Of Kemp, Viguerie said: "The vast majority of conservatives would say that Kemp has not led on the issues. There is a feeling that he is someone who is too much a creature of the process -- someone who is not comfortable attacking Congress, for example. And I don't don't just mean Teddy Kennedy -- that's too easy. Can you comfortably attack the Republican leadership, {House Minority Leader} Bob Michel, for constantly compromising? Can you be critical of {Secretary of State George P.} Shultz and Bush and {Commerce Secretary C. William} Verity? Pat Robertson feels comfortable taking the conservative position on every single issue, without exception."

Edward J. Rollins, a former White House political director, and now Kemp's campaign chairman, said: "If Robertson is the survivor {over Kemp}, he has the potential to put the next generation of conservatives together. My sense is that he is going to be able to overcome a lot of his negatives in the course of this campaign."

Among the electorate as a whole, and even among conservatives, Robertson's "negatives" go to a queasiness about mixing church and state, about his background as a television evangelist (a term he now bristles at), and to a perception that his moralism is marbled with intolerance. Some think that if he has a high profile at the GOP convention this fall, it will damage the party's chances in November.

"If he insists that the convention spends all its time on abortion, drugs and AIDS, he will be raising the issues that scare younger voters away from the Republican Party," said David Boaz, vice president of the Cato Institute, a conservative, libertarian think tank. "Under Reagan, the Democrats haven't been able to make the 'intolerant' charge against the Republicans stick, but with Robertson, they will."

Robertson's candidacy highlights the core instability in the conservative coalition that produced two landslides for President Reagan this decade. One new element in that coalition was the youth vote, which liked the lower taxes and growth economy promised by supply side economics.

Another was evangelical Christians, who share Robertson's view that the nation's most pressing problem is moral decay and a breakdown of traditional family values. In 1976, 56 percent of the evangelical Christians voted for Jimmy Carter, and he swept the South. In 1980, 60 percent voted for Reagan, and he swept the South, except for Carter's native Georgia. In 1984 and 1986, evangelical Christians voted solidly Republican.
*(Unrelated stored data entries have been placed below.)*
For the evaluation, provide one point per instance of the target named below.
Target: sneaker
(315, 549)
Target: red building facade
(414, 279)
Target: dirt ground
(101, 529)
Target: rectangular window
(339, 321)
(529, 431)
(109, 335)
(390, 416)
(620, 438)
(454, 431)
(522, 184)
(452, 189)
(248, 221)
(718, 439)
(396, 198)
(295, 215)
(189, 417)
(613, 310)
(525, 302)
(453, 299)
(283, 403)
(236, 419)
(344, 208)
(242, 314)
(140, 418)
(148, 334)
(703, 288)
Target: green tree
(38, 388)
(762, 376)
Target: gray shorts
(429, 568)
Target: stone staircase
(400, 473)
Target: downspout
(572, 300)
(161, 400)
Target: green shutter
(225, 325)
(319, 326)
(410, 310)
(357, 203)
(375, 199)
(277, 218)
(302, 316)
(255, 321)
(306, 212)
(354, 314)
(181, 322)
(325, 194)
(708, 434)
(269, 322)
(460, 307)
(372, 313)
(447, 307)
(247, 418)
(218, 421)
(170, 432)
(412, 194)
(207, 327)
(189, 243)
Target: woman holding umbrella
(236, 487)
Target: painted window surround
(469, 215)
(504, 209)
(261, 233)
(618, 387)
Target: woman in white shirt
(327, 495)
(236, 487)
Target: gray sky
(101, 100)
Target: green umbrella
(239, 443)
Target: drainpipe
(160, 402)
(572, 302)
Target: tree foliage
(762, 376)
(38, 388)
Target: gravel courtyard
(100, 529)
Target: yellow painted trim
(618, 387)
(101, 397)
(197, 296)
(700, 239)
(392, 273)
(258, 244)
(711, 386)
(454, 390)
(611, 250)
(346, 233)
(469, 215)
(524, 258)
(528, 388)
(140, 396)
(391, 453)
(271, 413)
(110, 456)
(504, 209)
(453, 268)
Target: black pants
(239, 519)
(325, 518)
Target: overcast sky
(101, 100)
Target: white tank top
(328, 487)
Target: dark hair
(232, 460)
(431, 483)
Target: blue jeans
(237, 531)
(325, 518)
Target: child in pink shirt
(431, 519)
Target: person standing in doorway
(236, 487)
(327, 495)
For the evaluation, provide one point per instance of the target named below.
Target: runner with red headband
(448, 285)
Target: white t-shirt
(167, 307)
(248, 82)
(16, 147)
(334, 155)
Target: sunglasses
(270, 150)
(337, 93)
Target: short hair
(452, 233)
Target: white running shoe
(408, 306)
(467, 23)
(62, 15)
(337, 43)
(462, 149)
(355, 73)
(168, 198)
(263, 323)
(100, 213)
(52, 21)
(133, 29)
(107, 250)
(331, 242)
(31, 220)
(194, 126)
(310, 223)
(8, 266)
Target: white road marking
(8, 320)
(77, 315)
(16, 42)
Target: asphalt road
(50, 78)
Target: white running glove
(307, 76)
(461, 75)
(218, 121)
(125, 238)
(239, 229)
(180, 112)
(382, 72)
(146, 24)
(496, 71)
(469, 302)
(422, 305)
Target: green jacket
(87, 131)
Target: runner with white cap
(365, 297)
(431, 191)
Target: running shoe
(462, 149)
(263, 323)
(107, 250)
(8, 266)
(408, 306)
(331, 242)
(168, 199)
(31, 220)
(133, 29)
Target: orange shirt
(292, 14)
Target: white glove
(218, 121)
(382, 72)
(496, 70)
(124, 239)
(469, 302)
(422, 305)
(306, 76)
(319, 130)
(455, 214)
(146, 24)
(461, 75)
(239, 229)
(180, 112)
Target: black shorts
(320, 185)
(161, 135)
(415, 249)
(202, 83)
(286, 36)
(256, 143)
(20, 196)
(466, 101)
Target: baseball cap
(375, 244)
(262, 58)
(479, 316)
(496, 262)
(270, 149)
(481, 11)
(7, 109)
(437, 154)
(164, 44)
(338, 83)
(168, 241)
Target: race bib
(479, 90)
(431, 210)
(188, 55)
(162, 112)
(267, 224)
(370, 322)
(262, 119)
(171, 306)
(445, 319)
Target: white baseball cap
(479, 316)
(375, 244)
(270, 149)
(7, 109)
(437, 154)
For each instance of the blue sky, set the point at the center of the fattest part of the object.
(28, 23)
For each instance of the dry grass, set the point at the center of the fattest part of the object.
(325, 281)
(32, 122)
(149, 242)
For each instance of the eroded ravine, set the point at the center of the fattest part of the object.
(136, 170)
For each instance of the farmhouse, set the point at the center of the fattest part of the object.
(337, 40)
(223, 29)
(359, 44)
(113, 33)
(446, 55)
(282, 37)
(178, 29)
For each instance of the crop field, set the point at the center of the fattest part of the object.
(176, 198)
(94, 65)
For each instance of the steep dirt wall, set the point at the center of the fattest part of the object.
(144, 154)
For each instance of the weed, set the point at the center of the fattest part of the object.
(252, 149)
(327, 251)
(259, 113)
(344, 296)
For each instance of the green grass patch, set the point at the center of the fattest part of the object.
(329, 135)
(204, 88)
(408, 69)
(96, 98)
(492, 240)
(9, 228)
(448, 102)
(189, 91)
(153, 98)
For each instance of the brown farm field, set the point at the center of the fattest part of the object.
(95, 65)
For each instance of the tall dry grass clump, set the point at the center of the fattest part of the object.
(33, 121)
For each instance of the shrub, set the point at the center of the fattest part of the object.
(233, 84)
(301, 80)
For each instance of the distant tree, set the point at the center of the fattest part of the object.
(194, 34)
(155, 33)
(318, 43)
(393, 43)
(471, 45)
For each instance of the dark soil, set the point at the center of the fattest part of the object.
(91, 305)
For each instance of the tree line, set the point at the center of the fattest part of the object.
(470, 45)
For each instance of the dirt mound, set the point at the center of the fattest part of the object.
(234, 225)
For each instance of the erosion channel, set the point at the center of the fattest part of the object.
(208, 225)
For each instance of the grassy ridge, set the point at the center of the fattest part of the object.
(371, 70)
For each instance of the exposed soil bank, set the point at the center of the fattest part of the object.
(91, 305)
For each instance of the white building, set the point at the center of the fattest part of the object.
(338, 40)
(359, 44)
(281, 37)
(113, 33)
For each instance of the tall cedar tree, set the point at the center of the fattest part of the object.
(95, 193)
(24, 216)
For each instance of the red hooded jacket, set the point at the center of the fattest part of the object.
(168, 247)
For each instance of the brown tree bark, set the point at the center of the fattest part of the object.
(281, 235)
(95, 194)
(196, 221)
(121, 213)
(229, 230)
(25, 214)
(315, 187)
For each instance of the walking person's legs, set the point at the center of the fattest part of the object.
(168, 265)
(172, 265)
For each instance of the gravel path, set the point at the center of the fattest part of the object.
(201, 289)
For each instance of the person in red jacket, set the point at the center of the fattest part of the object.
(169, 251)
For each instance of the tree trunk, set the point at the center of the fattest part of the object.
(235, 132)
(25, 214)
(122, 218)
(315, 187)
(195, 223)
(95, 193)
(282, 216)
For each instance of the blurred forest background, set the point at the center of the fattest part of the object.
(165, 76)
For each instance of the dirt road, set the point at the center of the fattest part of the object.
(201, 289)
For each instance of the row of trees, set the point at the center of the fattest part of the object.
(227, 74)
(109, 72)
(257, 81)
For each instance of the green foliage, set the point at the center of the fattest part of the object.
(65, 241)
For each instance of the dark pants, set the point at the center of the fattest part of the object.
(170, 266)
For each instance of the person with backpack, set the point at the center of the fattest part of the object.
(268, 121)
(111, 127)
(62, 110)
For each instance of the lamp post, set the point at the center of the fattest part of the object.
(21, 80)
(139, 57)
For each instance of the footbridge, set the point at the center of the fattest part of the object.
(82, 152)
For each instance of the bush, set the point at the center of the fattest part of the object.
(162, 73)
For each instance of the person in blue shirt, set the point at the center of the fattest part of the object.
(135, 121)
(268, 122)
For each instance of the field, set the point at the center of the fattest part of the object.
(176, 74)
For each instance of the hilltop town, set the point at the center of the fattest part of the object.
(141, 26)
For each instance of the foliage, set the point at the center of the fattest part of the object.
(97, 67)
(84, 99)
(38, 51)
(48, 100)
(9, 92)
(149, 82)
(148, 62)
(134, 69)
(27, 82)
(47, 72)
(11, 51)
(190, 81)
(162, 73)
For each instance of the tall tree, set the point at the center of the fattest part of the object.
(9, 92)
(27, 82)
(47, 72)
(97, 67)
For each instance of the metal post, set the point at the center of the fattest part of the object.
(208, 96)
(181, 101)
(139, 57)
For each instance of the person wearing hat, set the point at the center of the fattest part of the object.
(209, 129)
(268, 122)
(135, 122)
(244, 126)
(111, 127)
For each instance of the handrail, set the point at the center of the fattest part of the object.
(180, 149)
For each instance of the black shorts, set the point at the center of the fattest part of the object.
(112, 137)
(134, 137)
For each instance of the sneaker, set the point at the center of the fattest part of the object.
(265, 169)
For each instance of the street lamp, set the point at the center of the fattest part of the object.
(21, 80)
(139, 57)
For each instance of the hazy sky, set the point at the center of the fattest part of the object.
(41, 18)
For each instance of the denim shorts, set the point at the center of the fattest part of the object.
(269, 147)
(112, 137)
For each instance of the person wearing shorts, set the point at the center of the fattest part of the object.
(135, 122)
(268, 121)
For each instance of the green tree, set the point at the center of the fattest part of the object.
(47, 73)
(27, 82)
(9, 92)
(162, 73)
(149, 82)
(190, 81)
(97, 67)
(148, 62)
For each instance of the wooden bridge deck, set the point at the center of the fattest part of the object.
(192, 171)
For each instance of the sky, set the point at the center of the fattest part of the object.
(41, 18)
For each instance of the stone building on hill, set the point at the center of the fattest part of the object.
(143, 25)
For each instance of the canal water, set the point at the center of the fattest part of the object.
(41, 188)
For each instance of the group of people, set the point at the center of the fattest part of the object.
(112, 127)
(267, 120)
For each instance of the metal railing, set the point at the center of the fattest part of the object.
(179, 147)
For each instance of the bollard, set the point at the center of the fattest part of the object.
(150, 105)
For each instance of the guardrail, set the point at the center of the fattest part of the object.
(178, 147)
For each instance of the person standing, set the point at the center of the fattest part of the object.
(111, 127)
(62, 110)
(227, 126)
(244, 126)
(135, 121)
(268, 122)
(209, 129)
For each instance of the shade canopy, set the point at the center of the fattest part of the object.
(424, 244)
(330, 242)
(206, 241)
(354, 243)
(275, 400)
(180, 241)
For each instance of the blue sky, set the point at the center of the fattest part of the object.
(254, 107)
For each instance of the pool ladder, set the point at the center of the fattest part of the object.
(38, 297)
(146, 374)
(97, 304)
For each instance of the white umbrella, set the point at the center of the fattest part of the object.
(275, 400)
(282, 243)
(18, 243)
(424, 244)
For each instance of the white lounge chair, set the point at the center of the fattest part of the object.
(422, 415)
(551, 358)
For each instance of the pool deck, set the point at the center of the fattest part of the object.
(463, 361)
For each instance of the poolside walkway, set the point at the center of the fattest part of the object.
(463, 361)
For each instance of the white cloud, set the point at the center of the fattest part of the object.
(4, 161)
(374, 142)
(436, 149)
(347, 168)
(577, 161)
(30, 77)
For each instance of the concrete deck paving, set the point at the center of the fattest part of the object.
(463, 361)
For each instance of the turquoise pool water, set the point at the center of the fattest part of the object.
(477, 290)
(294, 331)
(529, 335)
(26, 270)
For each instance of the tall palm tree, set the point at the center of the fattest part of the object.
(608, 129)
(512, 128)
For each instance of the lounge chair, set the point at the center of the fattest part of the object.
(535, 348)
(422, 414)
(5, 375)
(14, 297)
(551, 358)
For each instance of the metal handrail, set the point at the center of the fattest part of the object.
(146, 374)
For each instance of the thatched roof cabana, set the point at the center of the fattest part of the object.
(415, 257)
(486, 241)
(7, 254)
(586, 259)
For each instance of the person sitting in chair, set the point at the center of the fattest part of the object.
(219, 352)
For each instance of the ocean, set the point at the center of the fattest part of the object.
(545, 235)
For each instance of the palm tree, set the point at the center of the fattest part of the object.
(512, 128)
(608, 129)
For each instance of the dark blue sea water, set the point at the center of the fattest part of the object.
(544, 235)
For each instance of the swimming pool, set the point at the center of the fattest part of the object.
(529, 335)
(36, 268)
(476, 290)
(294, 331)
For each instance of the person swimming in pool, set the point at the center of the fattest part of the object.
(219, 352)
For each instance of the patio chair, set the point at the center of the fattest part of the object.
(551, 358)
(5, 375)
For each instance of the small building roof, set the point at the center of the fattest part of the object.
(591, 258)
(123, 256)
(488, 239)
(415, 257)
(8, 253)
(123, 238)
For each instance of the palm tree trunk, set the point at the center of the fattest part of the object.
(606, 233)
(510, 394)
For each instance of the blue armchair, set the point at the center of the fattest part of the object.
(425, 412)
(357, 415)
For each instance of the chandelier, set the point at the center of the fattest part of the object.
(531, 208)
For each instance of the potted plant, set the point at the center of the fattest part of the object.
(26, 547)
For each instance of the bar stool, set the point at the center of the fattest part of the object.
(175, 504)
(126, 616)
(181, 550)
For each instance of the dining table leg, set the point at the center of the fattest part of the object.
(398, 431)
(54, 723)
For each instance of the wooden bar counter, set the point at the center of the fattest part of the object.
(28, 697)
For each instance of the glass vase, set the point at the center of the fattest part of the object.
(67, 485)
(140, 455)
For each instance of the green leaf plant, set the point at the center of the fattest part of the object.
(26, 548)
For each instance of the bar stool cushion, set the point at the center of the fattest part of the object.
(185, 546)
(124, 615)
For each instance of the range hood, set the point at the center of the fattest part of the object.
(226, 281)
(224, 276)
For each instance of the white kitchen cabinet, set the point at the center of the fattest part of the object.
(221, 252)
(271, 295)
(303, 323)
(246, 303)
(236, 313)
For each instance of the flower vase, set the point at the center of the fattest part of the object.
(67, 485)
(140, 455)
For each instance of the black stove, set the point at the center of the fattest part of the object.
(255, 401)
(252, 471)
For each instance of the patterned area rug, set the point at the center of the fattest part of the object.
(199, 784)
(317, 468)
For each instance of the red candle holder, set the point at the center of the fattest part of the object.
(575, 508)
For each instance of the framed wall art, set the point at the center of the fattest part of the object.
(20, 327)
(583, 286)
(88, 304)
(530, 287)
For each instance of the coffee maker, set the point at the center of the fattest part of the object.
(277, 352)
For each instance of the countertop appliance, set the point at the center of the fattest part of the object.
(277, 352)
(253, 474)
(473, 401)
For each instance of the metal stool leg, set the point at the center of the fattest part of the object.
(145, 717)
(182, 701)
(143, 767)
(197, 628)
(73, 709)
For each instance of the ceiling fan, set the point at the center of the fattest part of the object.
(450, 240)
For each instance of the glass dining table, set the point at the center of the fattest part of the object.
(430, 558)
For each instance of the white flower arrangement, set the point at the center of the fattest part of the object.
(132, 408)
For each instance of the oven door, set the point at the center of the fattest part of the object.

"The South is the critical region in presidential campaigns," said Gary Jarmin, a consultant for Christian Voice, "and it's nonsense to worry about Robertson projecting a right-wing image. The Democrats are likely to have a southerner on their ticket. The Republicans are going to need someone who can mobilize the evangelical vote in that region."

The question that sooner or later every conservative leader asks about Robertson is the same one that was posed about Jesse L. Jackson in 1984 (and may be again in 1988): What does he want?

"I think he wants to fight all the way to the convention and then say: 'Let's talk about the vice presidency,' not for himself but for someone he feels strongly about," said Paul Weyrich, head of the Free Congress Foundation and a sometime Robertson adviser. "And I think he wants assurances on other top level appointments."

"If he goes there with 15 pecent of the delegates, his price might be x," said Viguerie. "If he goes there with 30 percent, his price might be y."

Whatever the bartering, it would go more smoothly with Dole. There has been what Keene called a "detente" between the two camps. "It wasn't negotiated; it just sort of happened."

In his years as a GOP leader, and especially during this campaign, Dole has been careful to put out a welcome mat to evangelical Christians. Bush forces, on the other hand, have gotten into turf wars at the local level with evangelicals, especially during the bloody wars in Michigan, where Kemp wound up bolting from Robertson and allying with Bush.

Weyrich said that Robertson remains "a surprisingly unknown commodity to many secular conservatives" and that, in order for him to become a significant movement leader, he has to show a "long-term seriousness -- not just be a one-time candidate and say goodbye." If he spends the next four years looking over the right shoulder of the president, he said, Robertson could be a formidable political figure into the 1990s.